Former Australian cricketer Andrew Symonds has tragically passed away in a road accident in Townsville in Queensland, Cricket Australia (CA) announced on Sunday.  

The 46-year-old multiple times World Cup winning Australian all-rounder was travelling alone in his car when he met with the accident, and the police said that the emergency services tried to revive the sole occupant of the car, which had left the road and rolled, but he died. 

Cricket Australia chairman Lachlan Henderson said in a statement,

”Australian cricket has lost another of its very best. Andrew was a generational talent who was instrumental in Australia’s success at World Cups and as part of Queensland’s rich cricket history. He was a cult figure to many who was treasured by his fans and friends.”

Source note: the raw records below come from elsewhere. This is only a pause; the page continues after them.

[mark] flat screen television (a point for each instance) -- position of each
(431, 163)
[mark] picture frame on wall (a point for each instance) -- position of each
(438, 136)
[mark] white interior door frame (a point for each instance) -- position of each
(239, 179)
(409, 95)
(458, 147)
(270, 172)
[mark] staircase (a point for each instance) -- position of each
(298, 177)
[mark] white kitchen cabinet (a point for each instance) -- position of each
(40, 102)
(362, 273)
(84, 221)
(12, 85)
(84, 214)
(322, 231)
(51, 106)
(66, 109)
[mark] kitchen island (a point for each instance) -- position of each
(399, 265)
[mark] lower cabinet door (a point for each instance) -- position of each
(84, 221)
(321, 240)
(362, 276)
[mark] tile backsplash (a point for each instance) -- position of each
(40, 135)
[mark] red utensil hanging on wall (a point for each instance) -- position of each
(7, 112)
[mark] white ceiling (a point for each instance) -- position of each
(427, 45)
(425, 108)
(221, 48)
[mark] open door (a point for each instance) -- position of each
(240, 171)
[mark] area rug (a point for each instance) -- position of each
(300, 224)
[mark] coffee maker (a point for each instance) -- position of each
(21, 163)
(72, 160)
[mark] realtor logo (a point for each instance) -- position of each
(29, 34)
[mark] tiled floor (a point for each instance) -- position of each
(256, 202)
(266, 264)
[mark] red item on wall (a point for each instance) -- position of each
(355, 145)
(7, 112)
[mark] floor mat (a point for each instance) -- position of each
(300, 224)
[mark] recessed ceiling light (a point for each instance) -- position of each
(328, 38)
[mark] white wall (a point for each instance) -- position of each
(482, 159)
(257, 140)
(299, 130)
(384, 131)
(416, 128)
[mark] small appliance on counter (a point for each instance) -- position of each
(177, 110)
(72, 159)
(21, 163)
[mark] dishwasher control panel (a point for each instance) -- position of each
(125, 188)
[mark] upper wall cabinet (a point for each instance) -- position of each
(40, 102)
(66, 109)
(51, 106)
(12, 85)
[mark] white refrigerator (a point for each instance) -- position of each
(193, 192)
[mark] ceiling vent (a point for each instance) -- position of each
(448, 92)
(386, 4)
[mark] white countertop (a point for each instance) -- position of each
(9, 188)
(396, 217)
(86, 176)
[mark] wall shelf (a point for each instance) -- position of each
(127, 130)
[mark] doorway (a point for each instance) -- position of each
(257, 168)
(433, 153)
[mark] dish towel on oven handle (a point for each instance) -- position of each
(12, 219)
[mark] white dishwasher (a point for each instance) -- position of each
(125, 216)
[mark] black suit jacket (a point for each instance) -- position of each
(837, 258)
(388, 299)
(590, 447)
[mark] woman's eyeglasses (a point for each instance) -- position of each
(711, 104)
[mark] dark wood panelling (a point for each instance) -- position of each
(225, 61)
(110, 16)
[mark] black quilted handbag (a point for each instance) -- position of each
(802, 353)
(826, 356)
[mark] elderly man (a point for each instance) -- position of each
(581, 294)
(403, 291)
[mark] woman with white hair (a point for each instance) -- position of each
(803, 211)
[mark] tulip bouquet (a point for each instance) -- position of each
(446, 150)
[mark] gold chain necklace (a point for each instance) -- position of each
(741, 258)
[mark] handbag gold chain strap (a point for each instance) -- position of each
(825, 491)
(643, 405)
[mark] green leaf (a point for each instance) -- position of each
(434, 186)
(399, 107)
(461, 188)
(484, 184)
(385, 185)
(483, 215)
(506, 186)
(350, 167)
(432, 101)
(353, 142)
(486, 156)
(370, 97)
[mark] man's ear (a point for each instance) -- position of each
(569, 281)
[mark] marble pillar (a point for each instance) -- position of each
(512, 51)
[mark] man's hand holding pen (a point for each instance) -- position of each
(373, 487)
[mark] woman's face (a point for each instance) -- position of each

Symonds’ tragic death follows the untimely passing away of his former teammate and the legendary leg-spinner Shane Warne, who died in early March following a heart attack at a resort in Thailand. Australia and the cricket fraternity had also lost another player from the past, Geoff Marsh, in early March. 

Symonds was a two-time World Cup winner for Australia, having helped his team lift the trophy in consecutive editions in 2003 and 2007. He was an all-format player for Australia in an era they were deemed immaculate and impregnable, with his all-round skills also involving athletic fielding and off-spin bowling along with hard-hitting batting and medium pace that he could generate. 

In an exemplary career that began in 1998, Andrew Symonds went on to play 26 Tests, 198 one-day internationals (ODIs) and 14 T20 Internationals for Australia. In 26 Tests, Symonds made 1,462 runs at 40.61 with 2 centuries and 10 fifties. He also took 24 wickets at 37.33. 

In 198 ODIs, the swashbuckling all-rounder made 5,088 runs at 39.75 with 6 centuries and 30 fifties. In 14 T20Is, he scored 337 runs at 48.14 with 2 half-centuries. 

Symonds was born in Birmingham but he turned down an offer to play for England, and went on to represent Australia. His best Test performance with the bat came against India in Sydney in 2008 when he scored 162, but the Test was marred with the racy controversy involving the former Indian spinner Harbhajan Singh. 

He was also one of the first cricketers to have earned a multi-million dollar deal in the Indian Premier League (IPL), where he played for now-defunct Deccan Chargers and even Mumbai Indians, where he was a teammate of Harbhajan Singh.